According to Rose, everyone wanted to room with Fineberg.
"And I won," he adds.
Harvey was a fun, warm and generous roommate, Rose says, adding that he also inspired tremendous respect. One benefit of sharing Harvey's quarters was the regular shipment of his grandmother's cookies. ("Fabulous," Rose remembers.)
Another was his organizational skills. Fineberg kept a debt sheet on the door ("as a presage for him doing the University finances," Rose jokes) so everyone was always clear on who owed what to whom.
Oops
One such episode involved his fridge. As a resourceful sophomore in Lowell I-23, Fineberg was determined to move his fridge into his bathroom to conserve space. But to get the fridge to the desired spot, he and his roommates had to lift it over the toilet.
"As it was being carried, a bulb containing the refrigerant reservoir in the bottom of the unit clipped the side of the toilet and broke off--and the liquid refrigerant came pouring out of the bottom of the refrigerator into the toilet bowl!" Fineberg says. "This seemed funny until we were nearly overcome by an incredibly noxious gas."
Fineberg's entryway was forced to evacuate while the Cambridge Rescue Service--sporting gas masks and protective gear--removed the refrigerator and placed it under a tree in the Lowell courtyard.
"I suspect it was the first, and maybe only, time that the Cambridge fire department rescued a refrigerator sitting on top of a toilet bowl," Fineberg says.
Do Pigeons Dream of...
He first became interested in the issue of sleep as a sophomore.
"Since I wasn't getting much I thought it was an interesting discussion," he jokes. He did a paper on REM sleep and dreaming.
By senior year, he was performing minor surgery on pigeons' skulls so he could monitor their stages of activity and sleep via EEG.
He constructed an experimental apparatus that used sensors to track their eye movements. To do this, he had to anesthetize the pigeons and implant electrodes on their skulls.
Wires ran out of their heads into tiny pigeon "backpacks," and from there into his measuring apparatus.

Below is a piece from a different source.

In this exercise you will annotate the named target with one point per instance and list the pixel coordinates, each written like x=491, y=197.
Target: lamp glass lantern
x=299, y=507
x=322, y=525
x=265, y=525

But Fineberg had a small problem. Pigeons can turn their heads all the way around. And his pigeons kept ripping their wires out.

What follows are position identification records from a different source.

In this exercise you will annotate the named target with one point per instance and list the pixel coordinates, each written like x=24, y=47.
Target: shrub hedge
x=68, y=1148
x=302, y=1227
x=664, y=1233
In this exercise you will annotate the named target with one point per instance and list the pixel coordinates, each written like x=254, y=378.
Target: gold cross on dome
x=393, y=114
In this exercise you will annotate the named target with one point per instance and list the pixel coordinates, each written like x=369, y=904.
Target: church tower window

He was at his wits' end when he hit upon an unorthodox solution. It was 2 a.m. and he was sitting in the outer office of his advisor's suite. Suddenly he looked up and saw the phone--and the phone cord.
Fineberg removed the phone from the wall and cut off just enough curly phone cord to replace the pigeons' wires. Then he resoldered the phone into the wall.
"I never got asked about it," he says. "And I never explained. I kept checking to make sure it still worked."
It did--and so did his experiment. The pigeons couldn't tear up the phone cord. Fineberg got his measurements--and graduated magna cum laude with the Class of 1967.
Rose says he always knew Fineberg would end up doing something impressive--although he's surprised his ex-roommate is still at Harvard.
"C. Everett Koop would have struck me as plausible," Rose says, referring to the former Surgeon General.
"[Fineberg has] become just a total Harvard groupie, and I never would have thought that," he says.